Do Earnings Match Expectations?
July 30th, 2008In yesterday’s Display Daily, we noted that CEA sees no recession in consumer electronics with 2008 sales topping $173B, up $2B from their previous forecast. But many of these CE companies issued quarterly earnings reports this week and the news is not as rosy on this front — at least not for some.

Chris Chinnock
Senior Analyst and Editor
for Insight Media
Most notable on the downside was Sony’s bigger-than-expected 47% fall in quarterly profits. This was driven largely by troubles with Sony Ericsson in mobile handsets, said the company. The company is still profitable (US$325M for the quarter), but troubles were most apparent in cell phones, cameras and PCs, as well as its movie division. Total sales rose only 0.1% for the quarter and full year profit forecasts were lowered.
Sony did manage to improve profitability on LCD TVs, but sales were lower due to weak demand from China. The gaming division is turning around too and moved into the black due to lower manufacturing costs for the PlayStation 3 and higher sales of PS3 games.
Most notable on the upside was Panasonic’s near doubling of profits, driven by TV sales, and Samsung’s 51% income gain, its biggest jump in four years. Panasonic (Matsushita) reported an 86% rise in quarterly net profit to a record US$680M and maintained its full year profit forecast. The company saw its LCD TV sales jump 68% in revenue terms in April-June, while plasma TV sales grew 16%. Mobile handset sales were brisk too.
Meanwhile, second-quarter net income at Samsung Electronics rose 51% to US$2.1 billion Year-over-Year (YoY), with total sales increasing 24%. Amazingly, this performance was below expectations, and analysts are worried about slowing sales and profits for the remainder of the year. The bright spot at Samsung was LCD sales, which rose 41.0% to US$4.6 billion YoY, with profits rising 2% on lower operating costs.

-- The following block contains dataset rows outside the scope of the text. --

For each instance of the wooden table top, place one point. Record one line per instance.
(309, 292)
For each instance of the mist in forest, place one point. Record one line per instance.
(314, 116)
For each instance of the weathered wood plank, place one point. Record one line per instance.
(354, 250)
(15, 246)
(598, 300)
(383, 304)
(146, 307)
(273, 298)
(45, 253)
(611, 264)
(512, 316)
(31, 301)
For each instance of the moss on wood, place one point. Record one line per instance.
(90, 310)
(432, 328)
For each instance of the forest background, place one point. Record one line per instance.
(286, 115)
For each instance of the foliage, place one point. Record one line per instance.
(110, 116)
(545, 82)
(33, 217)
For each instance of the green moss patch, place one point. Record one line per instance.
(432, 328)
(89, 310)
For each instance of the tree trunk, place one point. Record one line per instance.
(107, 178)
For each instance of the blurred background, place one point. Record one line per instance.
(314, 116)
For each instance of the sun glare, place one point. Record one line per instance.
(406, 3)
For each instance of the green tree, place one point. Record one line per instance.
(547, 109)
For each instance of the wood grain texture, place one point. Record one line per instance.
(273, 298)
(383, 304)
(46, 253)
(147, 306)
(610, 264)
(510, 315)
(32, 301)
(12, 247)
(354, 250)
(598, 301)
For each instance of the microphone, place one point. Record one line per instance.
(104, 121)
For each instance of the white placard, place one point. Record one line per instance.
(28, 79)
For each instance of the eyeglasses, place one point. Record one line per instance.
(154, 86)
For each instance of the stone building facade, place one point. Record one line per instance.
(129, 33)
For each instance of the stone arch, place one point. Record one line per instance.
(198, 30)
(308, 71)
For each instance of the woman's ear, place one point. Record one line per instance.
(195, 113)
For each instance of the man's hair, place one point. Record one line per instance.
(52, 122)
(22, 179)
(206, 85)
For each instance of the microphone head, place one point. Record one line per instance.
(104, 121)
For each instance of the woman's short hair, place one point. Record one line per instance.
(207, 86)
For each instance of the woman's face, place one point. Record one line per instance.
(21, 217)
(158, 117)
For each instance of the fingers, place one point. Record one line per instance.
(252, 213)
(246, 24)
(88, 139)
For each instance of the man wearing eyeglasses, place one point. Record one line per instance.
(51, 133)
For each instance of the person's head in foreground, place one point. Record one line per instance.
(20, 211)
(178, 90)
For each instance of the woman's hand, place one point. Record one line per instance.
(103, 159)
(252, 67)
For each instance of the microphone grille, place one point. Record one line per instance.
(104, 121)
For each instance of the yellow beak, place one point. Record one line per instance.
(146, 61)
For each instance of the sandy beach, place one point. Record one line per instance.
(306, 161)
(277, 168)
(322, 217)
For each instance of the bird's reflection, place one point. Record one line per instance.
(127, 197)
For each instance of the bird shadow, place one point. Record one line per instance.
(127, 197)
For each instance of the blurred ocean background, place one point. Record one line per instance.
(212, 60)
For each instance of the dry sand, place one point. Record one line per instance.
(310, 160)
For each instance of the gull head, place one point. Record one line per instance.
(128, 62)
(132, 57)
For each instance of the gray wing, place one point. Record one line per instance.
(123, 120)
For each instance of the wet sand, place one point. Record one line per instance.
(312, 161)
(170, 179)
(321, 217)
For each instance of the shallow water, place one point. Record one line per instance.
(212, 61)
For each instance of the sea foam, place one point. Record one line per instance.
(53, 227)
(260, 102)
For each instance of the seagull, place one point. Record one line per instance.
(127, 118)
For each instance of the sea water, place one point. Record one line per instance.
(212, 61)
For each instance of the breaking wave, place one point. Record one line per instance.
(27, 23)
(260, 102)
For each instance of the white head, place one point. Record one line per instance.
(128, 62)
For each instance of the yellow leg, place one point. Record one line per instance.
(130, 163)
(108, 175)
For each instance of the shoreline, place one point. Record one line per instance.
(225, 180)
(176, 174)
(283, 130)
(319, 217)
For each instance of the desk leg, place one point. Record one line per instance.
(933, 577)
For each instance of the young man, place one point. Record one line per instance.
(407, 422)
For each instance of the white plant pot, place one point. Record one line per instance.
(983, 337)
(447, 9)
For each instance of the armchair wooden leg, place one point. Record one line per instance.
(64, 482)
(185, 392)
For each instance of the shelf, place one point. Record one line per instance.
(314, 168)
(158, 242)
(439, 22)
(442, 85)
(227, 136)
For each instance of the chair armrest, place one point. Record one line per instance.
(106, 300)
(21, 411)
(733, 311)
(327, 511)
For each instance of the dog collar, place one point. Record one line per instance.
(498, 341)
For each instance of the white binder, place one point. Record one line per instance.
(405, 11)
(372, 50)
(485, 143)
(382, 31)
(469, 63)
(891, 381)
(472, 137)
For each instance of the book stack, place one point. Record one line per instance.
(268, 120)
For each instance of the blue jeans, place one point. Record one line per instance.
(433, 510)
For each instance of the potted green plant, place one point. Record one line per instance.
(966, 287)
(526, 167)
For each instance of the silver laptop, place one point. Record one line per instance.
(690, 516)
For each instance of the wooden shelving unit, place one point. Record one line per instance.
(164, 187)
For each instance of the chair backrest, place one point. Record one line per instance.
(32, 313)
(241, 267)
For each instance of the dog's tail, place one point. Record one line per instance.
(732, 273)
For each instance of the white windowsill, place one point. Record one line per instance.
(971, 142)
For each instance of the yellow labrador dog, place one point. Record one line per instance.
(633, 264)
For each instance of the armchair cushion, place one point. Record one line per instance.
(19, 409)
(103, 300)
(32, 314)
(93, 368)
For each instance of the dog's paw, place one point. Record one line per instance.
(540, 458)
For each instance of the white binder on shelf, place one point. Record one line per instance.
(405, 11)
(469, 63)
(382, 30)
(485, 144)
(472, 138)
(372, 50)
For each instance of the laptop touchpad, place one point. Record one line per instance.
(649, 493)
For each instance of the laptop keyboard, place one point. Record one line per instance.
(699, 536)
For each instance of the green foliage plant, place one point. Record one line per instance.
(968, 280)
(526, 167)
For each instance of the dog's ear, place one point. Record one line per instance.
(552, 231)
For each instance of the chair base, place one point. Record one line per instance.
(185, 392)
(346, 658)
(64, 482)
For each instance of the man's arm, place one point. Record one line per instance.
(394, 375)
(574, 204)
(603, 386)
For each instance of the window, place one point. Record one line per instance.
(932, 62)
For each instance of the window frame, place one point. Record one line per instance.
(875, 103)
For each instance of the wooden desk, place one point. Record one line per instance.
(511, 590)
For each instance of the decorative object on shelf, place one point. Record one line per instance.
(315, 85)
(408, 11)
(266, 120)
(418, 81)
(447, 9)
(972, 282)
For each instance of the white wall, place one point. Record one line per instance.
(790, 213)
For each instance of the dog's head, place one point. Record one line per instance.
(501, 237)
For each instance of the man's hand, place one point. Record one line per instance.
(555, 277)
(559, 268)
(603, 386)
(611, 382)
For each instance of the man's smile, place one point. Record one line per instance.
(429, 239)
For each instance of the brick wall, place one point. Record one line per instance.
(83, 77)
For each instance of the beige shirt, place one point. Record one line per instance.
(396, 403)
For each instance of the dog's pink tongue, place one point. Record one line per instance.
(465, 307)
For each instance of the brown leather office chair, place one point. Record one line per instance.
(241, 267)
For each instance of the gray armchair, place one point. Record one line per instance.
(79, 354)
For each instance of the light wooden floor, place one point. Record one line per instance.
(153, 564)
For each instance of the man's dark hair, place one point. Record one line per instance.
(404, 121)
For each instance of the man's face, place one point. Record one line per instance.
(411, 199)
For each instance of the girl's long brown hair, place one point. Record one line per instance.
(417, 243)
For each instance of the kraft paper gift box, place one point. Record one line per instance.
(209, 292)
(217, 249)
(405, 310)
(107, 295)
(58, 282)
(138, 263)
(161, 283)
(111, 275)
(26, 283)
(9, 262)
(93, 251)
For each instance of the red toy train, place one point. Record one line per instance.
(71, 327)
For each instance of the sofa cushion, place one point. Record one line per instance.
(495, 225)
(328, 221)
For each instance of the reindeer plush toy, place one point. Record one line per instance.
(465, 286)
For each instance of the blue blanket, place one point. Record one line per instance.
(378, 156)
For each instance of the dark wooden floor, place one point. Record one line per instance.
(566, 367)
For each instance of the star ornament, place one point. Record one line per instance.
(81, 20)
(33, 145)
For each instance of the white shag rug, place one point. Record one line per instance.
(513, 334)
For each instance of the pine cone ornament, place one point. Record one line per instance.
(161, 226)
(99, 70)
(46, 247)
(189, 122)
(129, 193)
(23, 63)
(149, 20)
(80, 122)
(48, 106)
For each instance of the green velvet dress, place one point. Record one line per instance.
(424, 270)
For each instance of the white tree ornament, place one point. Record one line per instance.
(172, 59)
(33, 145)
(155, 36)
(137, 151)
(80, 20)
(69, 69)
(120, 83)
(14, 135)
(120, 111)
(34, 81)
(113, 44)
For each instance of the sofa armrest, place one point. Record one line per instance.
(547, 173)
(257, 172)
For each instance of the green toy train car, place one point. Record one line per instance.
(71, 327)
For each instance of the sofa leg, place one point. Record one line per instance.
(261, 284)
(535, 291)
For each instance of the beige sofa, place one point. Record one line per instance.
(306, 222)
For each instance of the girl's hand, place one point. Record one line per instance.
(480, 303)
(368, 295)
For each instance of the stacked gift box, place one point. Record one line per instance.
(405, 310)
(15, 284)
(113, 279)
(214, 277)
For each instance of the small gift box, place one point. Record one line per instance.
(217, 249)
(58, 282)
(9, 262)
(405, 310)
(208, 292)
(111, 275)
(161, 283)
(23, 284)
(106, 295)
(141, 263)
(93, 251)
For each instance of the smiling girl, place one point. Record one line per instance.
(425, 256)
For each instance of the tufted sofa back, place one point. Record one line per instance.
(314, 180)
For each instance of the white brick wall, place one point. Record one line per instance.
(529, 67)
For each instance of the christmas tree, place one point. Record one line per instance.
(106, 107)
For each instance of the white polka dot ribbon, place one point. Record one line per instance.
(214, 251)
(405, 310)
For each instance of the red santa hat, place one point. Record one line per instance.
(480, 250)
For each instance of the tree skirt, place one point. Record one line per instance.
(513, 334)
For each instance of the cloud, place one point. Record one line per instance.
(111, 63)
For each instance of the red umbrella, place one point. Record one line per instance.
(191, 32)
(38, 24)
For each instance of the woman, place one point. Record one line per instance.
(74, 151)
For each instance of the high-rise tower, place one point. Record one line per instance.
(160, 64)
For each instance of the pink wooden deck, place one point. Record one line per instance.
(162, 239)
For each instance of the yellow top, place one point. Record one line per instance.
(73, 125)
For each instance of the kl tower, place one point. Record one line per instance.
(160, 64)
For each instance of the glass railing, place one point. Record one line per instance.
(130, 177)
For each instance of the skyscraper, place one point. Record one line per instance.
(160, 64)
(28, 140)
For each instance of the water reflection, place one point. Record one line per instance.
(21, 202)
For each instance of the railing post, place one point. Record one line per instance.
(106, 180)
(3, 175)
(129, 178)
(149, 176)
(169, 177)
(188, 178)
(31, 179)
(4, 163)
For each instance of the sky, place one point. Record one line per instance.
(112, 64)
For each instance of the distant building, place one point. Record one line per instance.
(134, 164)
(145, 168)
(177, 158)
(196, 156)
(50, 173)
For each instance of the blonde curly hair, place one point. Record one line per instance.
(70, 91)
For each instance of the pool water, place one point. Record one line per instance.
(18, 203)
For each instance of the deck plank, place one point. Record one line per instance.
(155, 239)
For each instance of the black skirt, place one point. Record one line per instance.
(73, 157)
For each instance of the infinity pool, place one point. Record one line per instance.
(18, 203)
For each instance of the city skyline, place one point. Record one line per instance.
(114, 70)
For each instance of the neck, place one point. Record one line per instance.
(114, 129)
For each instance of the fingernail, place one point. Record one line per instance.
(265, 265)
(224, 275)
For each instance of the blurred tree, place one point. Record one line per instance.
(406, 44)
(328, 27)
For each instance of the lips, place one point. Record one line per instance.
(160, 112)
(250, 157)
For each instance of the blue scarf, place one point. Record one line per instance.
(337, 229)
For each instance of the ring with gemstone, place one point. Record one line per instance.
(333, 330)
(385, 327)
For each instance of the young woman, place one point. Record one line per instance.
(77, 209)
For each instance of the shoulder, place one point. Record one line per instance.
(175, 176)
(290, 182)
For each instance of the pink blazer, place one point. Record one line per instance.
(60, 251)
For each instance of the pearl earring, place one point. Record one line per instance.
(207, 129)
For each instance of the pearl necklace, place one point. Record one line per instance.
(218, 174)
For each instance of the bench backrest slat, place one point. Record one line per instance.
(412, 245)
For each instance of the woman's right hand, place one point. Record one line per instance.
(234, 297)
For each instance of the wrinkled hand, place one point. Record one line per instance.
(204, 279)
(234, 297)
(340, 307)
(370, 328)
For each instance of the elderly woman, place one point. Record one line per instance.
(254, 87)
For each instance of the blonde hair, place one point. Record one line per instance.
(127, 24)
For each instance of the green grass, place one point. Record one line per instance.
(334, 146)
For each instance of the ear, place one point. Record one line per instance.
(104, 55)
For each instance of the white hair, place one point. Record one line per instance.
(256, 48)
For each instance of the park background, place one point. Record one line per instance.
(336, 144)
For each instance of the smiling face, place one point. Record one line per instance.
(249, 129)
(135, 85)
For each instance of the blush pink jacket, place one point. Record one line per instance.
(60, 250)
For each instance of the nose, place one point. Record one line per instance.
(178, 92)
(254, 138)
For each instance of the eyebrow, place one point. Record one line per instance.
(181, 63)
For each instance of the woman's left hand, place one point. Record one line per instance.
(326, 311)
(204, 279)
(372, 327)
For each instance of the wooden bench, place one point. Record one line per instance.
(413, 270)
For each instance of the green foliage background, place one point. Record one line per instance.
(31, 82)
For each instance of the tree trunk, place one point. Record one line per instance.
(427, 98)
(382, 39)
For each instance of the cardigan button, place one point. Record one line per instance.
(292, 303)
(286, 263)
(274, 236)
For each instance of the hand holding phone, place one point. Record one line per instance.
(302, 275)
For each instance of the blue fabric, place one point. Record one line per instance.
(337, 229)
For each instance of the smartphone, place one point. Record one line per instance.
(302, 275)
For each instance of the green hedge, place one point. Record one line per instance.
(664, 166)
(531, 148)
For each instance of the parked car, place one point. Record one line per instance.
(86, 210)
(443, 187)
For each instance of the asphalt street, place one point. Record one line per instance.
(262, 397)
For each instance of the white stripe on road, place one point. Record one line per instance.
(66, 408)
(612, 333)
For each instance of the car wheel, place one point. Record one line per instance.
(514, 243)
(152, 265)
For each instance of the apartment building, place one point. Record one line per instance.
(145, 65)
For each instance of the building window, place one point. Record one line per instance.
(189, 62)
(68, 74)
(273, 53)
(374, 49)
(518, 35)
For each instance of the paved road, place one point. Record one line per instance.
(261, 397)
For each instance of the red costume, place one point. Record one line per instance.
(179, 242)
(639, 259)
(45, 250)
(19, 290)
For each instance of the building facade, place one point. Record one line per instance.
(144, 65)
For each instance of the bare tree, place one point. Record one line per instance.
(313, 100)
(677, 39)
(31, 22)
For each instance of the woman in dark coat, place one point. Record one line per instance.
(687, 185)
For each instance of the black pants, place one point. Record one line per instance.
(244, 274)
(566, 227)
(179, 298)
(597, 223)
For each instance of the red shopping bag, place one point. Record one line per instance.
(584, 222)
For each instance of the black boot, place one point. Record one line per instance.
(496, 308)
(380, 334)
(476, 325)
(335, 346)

Interestingly, Samsung SDI, the division that makes the OLED, PDP, small LCD and CRT displays, is going through a reorganization. Today, those displays account for 75% of the anticipated 2008 revenues, but will represent only 25% by 2013. What will account for the majority of income? Batteries.
SDI’s money-loosing PDP operations will move under Samsung electronics to support TV operation and the OLED production will be shifted to Samsung Mobile Display Co. a 50-50 joint venture with Samsung Electronics set for 2009.
JVC made progress in the second quarter too. It is not yet profitable, but it did halve its net loss to US$64M. Revenue was down 16.5%, but better control of operational expense helped quite a bit. The CE section finally turned black for the company too. JVC plans to complete its merger with Kenwood on Oct. 1.
Toshiba said it booked a net loss of US$110M in Q2, about half what it earned a year earlier. It blamed semiconductor operations, a similar concern at Samsung, for the poor results. Nevertheless, it left it’s full year earning forecast unchanged.
In projection, InFocus lost $3.8M in Q2 compared to a loss of $7.8M in the same quarter in 2007, but margins were up slightly YoY. While the performance did not meet the company’s expectations, it did manage to increase revenue in all regions by 19% overall compared to Q1, helped by the introduction of three new platforms.
While this is not a complete picture of the health of display and CE companies, it is probably a decent bellwether. Some companies are doing better than others, but the laggards are making progress, or at least taking steps to turn things around. If consumer electronics spending holds up as CEA thinks, then the rest of the year might be pretty good for most of the players above. But that’s a mighty big if.